In the long dark hours of labour, Catholicism, pseudo-religious practice and superstition were easily blurred. As Elizabeth hovered between life and death, devoid of any pain relief and uncertain how long her travail would last, she would have sought whatever comforts her ladies could offer. The earliest surviving manuals relating to pregnancy and childbirth were recipe (receipt) books, including the Anglo-Saxon Lacnunga or ‘Remedies’, and the ninth-century Bald’s Leechbook , containing a number of magic charms or incantations to be invoked against disease, misfortune and attacks by demons, often through the ritualistic repetition of words or actions in patterns of three or nine. One of the charms relates to ‘a delayed birth’, intended to induce overdue labour, while another assists in the onset of sudden stabbing pains, supposedly caused by the machinations of ‘mighty women’. Pagan ritual and Christian rites were mingled in many early medical texts, translating into a variety of practices in the Tudor delivery chamber. The Catholic church had its own prayers to combat these customs, including one included in a 1425 prayer book, containing an English rubric and Latin prayer composed by St Peter for labouring women. Interestingly though, the Latin was written with feminine endings, indicating that it was intended to be read by a woman, which, in practical terms, could only have been accessed by a tiny literate minority.
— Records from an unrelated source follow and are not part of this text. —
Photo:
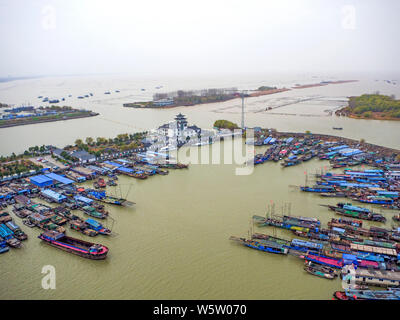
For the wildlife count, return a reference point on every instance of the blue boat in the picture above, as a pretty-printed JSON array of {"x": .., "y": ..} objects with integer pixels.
[
  {"x": 318, "y": 189},
  {"x": 94, "y": 225}
]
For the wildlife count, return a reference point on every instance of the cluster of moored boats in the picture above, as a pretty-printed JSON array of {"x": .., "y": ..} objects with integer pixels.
[
  {"x": 294, "y": 150},
  {"x": 365, "y": 258},
  {"x": 50, "y": 207},
  {"x": 370, "y": 186}
]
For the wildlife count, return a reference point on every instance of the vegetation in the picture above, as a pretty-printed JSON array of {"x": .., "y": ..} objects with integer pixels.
[
  {"x": 266, "y": 88},
  {"x": 17, "y": 167},
  {"x": 373, "y": 106},
  {"x": 62, "y": 113},
  {"x": 225, "y": 124}
]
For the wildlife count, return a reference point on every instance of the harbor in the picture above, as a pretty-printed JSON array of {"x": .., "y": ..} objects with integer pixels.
[{"x": 205, "y": 211}]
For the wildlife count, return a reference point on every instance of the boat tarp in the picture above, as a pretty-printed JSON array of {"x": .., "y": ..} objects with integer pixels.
[
  {"x": 113, "y": 164},
  {"x": 123, "y": 169},
  {"x": 59, "y": 178},
  {"x": 53, "y": 195}
]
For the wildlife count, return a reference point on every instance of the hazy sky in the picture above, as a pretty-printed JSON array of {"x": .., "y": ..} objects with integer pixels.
[{"x": 206, "y": 37}]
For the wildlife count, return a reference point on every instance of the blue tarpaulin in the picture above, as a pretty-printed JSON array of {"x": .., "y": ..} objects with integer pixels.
[{"x": 59, "y": 178}]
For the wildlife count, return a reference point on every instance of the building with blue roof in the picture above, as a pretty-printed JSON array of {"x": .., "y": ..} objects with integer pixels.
[
  {"x": 41, "y": 181},
  {"x": 113, "y": 164},
  {"x": 83, "y": 199},
  {"x": 59, "y": 178},
  {"x": 126, "y": 170},
  {"x": 337, "y": 148},
  {"x": 52, "y": 195}
]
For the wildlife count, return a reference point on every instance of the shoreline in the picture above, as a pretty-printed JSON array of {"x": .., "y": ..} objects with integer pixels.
[
  {"x": 258, "y": 93},
  {"x": 9, "y": 125}
]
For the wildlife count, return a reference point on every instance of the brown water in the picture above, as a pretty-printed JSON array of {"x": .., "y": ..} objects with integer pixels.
[{"x": 174, "y": 243}]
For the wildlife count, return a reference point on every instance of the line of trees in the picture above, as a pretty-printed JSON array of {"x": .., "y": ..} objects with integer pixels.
[{"x": 368, "y": 104}]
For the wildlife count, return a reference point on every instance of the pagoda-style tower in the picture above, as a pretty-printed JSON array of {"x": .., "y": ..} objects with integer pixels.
[{"x": 181, "y": 122}]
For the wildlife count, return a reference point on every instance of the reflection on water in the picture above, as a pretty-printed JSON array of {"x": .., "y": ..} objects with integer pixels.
[
  {"x": 115, "y": 119},
  {"x": 174, "y": 243}
]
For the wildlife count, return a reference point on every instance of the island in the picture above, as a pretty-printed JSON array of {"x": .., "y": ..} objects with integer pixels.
[
  {"x": 194, "y": 97},
  {"x": 225, "y": 124},
  {"x": 372, "y": 106},
  {"x": 30, "y": 115}
]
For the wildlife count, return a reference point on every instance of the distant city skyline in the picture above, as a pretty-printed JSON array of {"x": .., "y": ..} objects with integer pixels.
[{"x": 184, "y": 38}]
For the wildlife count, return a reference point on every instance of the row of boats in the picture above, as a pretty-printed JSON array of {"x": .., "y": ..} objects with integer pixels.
[
  {"x": 327, "y": 251},
  {"x": 369, "y": 186}
]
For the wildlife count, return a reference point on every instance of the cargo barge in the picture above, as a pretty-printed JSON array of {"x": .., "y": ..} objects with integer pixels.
[{"x": 76, "y": 246}]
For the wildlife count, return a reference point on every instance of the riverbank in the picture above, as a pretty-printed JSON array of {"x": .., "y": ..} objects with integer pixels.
[
  {"x": 321, "y": 84},
  {"x": 25, "y": 121},
  {"x": 372, "y": 107}
]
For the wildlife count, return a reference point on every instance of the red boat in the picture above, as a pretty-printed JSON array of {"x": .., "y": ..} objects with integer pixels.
[
  {"x": 101, "y": 183},
  {"x": 76, "y": 246}
]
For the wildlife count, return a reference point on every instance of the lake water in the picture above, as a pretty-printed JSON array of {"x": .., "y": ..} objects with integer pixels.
[{"x": 173, "y": 244}]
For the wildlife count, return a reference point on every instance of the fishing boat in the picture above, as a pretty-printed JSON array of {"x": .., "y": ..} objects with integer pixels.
[
  {"x": 81, "y": 226},
  {"x": 76, "y": 246},
  {"x": 101, "y": 183},
  {"x": 324, "y": 260},
  {"x": 317, "y": 188},
  {"x": 3, "y": 246},
  {"x": 320, "y": 271},
  {"x": 18, "y": 233},
  {"x": 90, "y": 211},
  {"x": 266, "y": 246},
  {"x": 98, "y": 227},
  {"x": 28, "y": 223},
  {"x": 352, "y": 294},
  {"x": 111, "y": 183},
  {"x": 102, "y": 197},
  {"x": 348, "y": 210}
]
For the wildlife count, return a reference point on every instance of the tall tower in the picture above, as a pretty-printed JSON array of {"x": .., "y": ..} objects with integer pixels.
[
  {"x": 242, "y": 110},
  {"x": 181, "y": 122}
]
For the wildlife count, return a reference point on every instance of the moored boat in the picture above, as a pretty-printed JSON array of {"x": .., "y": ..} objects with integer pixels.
[{"x": 76, "y": 246}]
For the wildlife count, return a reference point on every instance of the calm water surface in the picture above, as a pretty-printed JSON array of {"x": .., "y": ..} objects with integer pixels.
[{"x": 173, "y": 244}]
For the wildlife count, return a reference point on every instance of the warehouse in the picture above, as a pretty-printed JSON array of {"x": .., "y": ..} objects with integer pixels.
[
  {"x": 59, "y": 178},
  {"x": 52, "y": 195},
  {"x": 41, "y": 181}
]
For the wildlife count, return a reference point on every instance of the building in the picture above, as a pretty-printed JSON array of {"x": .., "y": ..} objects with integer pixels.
[
  {"x": 163, "y": 102},
  {"x": 41, "y": 181},
  {"x": 58, "y": 178},
  {"x": 83, "y": 156},
  {"x": 53, "y": 196}
]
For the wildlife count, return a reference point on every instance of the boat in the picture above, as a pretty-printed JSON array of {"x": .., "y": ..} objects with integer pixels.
[
  {"x": 28, "y": 223},
  {"x": 80, "y": 225},
  {"x": 111, "y": 183},
  {"x": 3, "y": 246},
  {"x": 102, "y": 197},
  {"x": 348, "y": 211},
  {"x": 354, "y": 294},
  {"x": 90, "y": 211},
  {"x": 14, "y": 243},
  {"x": 320, "y": 189},
  {"x": 326, "y": 261},
  {"x": 76, "y": 246},
  {"x": 100, "y": 183},
  {"x": 98, "y": 227},
  {"x": 18, "y": 233},
  {"x": 266, "y": 246},
  {"x": 320, "y": 271}
]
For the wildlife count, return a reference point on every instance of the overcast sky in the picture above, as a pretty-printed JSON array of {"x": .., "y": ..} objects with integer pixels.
[{"x": 189, "y": 37}]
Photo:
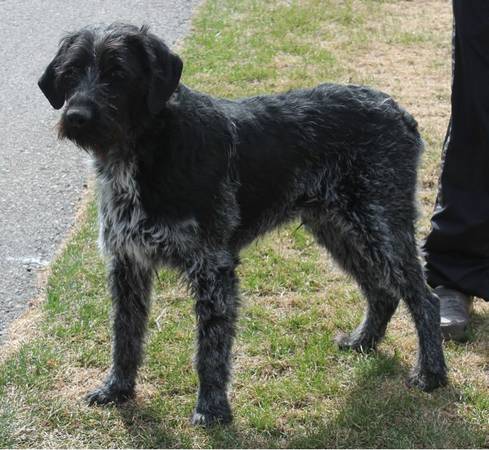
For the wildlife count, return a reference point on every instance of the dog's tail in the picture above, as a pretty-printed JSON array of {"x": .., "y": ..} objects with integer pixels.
[{"x": 409, "y": 120}]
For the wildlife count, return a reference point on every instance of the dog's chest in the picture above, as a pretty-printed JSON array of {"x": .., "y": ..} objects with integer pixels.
[{"x": 125, "y": 228}]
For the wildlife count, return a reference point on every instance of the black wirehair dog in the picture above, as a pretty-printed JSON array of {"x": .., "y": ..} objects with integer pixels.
[{"x": 188, "y": 180}]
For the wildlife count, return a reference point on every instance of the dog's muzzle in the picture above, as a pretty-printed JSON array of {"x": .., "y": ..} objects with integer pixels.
[{"x": 78, "y": 116}]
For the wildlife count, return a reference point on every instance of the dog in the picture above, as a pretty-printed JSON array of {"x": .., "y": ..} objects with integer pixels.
[{"x": 187, "y": 180}]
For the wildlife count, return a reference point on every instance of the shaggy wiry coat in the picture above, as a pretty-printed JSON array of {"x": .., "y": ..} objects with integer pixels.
[{"x": 188, "y": 180}]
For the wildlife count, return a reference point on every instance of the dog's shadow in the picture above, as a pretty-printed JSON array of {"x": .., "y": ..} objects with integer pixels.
[{"x": 376, "y": 411}]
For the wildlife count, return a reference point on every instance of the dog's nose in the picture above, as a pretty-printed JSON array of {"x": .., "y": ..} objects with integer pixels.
[{"x": 78, "y": 116}]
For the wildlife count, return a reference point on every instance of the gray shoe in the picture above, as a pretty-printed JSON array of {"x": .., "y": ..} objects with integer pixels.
[{"x": 455, "y": 308}]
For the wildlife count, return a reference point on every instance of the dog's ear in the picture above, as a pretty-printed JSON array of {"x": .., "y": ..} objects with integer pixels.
[
  {"x": 49, "y": 83},
  {"x": 165, "y": 72}
]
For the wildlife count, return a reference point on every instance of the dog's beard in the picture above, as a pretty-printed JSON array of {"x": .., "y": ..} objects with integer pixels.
[{"x": 96, "y": 138}]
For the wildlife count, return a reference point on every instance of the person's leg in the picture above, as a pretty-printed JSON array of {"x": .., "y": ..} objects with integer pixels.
[{"x": 457, "y": 248}]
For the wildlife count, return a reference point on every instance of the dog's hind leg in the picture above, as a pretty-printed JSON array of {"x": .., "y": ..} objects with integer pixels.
[
  {"x": 364, "y": 262},
  {"x": 216, "y": 308},
  {"x": 387, "y": 268},
  {"x": 430, "y": 370},
  {"x": 130, "y": 286}
]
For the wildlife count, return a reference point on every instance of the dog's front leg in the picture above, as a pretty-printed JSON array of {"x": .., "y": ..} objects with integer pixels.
[
  {"x": 216, "y": 310},
  {"x": 130, "y": 286}
]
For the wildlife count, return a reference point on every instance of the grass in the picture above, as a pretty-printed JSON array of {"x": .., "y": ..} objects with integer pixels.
[{"x": 292, "y": 387}]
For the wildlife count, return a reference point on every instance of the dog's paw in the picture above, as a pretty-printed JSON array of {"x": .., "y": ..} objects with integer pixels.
[
  {"x": 427, "y": 381},
  {"x": 108, "y": 394},
  {"x": 346, "y": 341},
  {"x": 207, "y": 415},
  {"x": 208, "y": 419}
]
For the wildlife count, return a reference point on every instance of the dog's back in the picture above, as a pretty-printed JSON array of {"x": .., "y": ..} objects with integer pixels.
[{"x": 313, "y": 146}]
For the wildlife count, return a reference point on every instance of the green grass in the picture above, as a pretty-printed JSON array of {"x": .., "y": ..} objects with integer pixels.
[{"x": 291, "y": 387}]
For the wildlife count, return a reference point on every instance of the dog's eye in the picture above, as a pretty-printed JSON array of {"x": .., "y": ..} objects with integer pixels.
[{"x": 112, "y": 74}]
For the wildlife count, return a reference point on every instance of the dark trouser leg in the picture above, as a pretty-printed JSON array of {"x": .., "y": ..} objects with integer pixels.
[
  {"x": 457, "y": 248},
  {"x": 130, "y": 287},
  {"x": 216, "y": 310}
]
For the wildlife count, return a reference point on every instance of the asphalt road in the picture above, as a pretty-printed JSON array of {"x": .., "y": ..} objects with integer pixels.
[{"x": 42, "y": 180}]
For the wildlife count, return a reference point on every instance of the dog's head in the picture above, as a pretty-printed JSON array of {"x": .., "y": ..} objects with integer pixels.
[{"x": 111, "y": 80}]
The benefit of charms and prayers alike lay in their formulaic, repetitive patterns, which could help concentrate the mind and the exercise of some small form of control over a bewildering and helpless experience. The word ‘abracadabra’, now associated more with stage magic, was a popular part of a repetitive chanting formula. It is not difficult to picture commoners and queens alike incanting verses through gritted teeth as their contractions take hold. One tenth-century charm, from the South of France, written in Occitan, would have been recited by midwives to establish a rhythm in accordance with a woman’s contractions and to establish a pattern of regular breathing. Similar English secular and religious lyrics would have been used in many birth chambers around the country, from those of queens downwards. Such traditional rhymes must have been part of an experienced midwife’s repertoire:
A swollen woman
sat in a swollen road;
a swollen child
she held in her lap;
swollen hands
and swollen feet,
swollen flesh
that will take this blow,
swollen wood
and swollen iron
that will give out this blow.
The pain goes out
from bone to flesh,
from flesh to skin
from skin to hair
from hair to grass
let Mother Earth receive the pain. 16
No record is made of the midwives in attendance on Elizabeth, although at least one would undoubtedly have been present. They were indispensable as the only females allowed to physically intervene during the process and touch the queen’s reproductive organs. It is possible that Elizabeth was attended by her mother’s favourite midwife, Marjory Cobbe, who had attended Elizabeth Wydeville’s final confinement only six years before.